Altitude is no guarantee of immunity. The eastern Swiss resort of Splügen, long considered “snow safe” at around 5,000 feet, on Monday closed all its 18 miles of slopes until further notice, blaming “lack of snow, heavy rainfall, and high temperatures.”
Hacher Bernet, the head of the resort’s lifts operator, demonstrated why to Swiss TV cameras. Picking up a handful of dripping snow, he said: “It’s really too wet, like in spring. For skiing, the snow needs to hold together—there’s just too much water.”
In France, Méteo France said 2022 had ended with some of the warmest weather ever experienced for the time of year. Snowfall was close to normal in the southern Alps and at altitude to the north, it said, but very scarce below 2,200 meters (7,218 feet) and in the Pyrenees.
“There was a good start to the season, with a cold wave in mid-December which provided some snow for pretty much everyone,” said Laurent Reynaud, of the Domaines Skiables de France (DSF) organization, which represents lift operators.

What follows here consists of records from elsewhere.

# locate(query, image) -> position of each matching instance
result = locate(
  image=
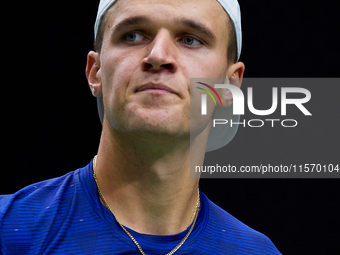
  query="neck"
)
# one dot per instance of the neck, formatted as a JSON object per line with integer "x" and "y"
{"x": 148, "y": 190}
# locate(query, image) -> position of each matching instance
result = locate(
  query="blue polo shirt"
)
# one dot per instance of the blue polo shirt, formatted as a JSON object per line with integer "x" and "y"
{"x": 65, "y": 216}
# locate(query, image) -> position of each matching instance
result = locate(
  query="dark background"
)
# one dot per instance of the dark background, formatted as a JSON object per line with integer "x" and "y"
{"x": 50, "y": 123}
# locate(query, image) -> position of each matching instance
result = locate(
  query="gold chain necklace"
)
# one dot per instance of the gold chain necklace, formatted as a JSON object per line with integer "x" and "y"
{"x": 102, "y": 198}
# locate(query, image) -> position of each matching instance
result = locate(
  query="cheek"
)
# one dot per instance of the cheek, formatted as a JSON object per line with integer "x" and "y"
{"x": 117, "y": 72}
{"x": 213, "y": 66}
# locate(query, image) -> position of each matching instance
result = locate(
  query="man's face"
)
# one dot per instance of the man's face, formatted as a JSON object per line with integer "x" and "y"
{"x": 151, "y": 49}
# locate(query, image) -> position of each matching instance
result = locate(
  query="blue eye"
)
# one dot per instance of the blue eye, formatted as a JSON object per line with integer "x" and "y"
{"x": 191, "y": 41}
{"x": 133, "y": 37}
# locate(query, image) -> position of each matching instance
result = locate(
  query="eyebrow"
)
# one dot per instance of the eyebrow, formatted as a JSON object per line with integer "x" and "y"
{"x": 197, "y": 26}
{"x": 141, "y": 20}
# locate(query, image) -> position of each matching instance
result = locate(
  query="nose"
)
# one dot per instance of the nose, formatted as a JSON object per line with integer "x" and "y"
{"x": 161, "y": 54}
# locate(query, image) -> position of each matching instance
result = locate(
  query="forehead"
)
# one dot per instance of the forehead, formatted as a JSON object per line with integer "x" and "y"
{"x": 208, "y": 12}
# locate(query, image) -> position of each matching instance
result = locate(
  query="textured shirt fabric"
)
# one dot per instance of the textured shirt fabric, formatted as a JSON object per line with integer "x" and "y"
{"x": 65, "y": 216}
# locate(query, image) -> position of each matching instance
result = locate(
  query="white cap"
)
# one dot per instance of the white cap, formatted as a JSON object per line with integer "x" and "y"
{"x": 218, "y": 137}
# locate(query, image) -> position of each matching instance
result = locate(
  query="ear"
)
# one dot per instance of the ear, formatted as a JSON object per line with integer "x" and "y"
{"x": 234, "y": 77}
{"x": 93, "y": 73}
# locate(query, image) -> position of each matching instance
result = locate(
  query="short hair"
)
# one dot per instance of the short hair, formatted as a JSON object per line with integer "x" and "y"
{"x": 231, "y": 48}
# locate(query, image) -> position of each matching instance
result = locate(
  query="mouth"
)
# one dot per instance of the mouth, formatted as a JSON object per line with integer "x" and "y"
{"x": 155, "y": 88}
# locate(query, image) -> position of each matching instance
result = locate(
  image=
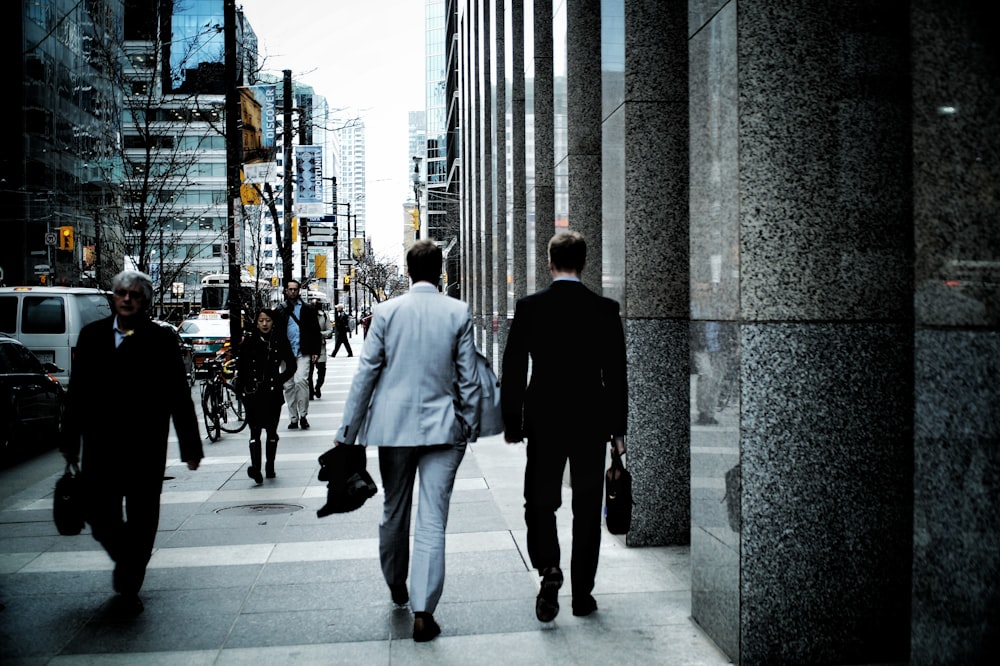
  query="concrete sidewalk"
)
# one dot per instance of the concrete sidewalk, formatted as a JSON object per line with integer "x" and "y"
{"x": 247, "y": 574}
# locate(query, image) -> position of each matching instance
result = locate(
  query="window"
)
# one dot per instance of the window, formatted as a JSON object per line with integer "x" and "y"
{"x": 8, "y": 314}
{"x": 43, "y": 314}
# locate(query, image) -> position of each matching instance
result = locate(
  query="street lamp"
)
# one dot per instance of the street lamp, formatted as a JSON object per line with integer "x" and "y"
{"x": 416, "y": 192}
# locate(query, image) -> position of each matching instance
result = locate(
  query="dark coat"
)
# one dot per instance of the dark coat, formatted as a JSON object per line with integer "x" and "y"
{"x": 258, "y": 366}
{"x": 310, "y": 337}
{"x": 121, "y": 401}
{"x": 578, "y": 387}
{"x": 341, "y": 324}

“But then last week there was quite a bit of rain and warm temperatures, so runs had to close again.” Only half of all France’s slopes were open over the holidays, DSF said, with several entire resorts, particularly in the Jura, closed altogether.
Higher-altitude French resorts such as Les Deux Alpes, where almost 70 percent of slopes are above 2,000 meters (6,562 feet) have plenty of snow and were 100 percent booked over Christmas and new year. But mid- and low-level resorts are facing a grim season—and future.
Some are scrambling to provide alternatives for skiers, opening summer hiking paths and offering horse-drawn carriage rides or bouncy castles for children. Les Gets, part of the Portes de Soleil area, which has kept two of its runs open thanks to 300 snow canon, has opened up a chairlift for mountain bikes.
“It’s clear one lift for bikes hardly compensates,” Benjamin Mugnier, the director of the lift operator, told France 3 television. “But at least it means we can offer clients something—they can ski a bit in the morning, and bike in the afternoon.”
At about 3,900 feet, Combloux in Haute-Savoie has seen no skiing since December 24, and the entire Portes du Mont-Blanc ski area of which it is part remains closed. “We’ve laid on face-painting, scooters, inflatables—the lot,” said Aurélien Astre of the tourist office.
Patrice Blanc of the tourist office in nearby Praz, where none of slopes running down to the village are currently skiable, told Le Monde: “I’ve been in this village for 20 years and this is the first time I’ve seen so little snow at this time of year.”
Not all the continent’s resorts are affected, with good snowfall in Italy’s Dolomites, south of the Swiss Alps. But experts warn the warm conditions and lack of snow are a sign of things to come, with global heating set to radically change winter tourism.
Nor is artificial snow likely to provide much relief: a recent study by the University of Basel calculated that the water consumption of ski resorts who turn to snow canon could rise by an unsustainable—and, for much of the public, unacceptable—80 percent.
Wim Thiery, a professor of climate science at the University of Brussels, said that by the end of the century, “skiing in the Alps as we know is just going to be over. These problems will just get worse…as long as the climate warms.”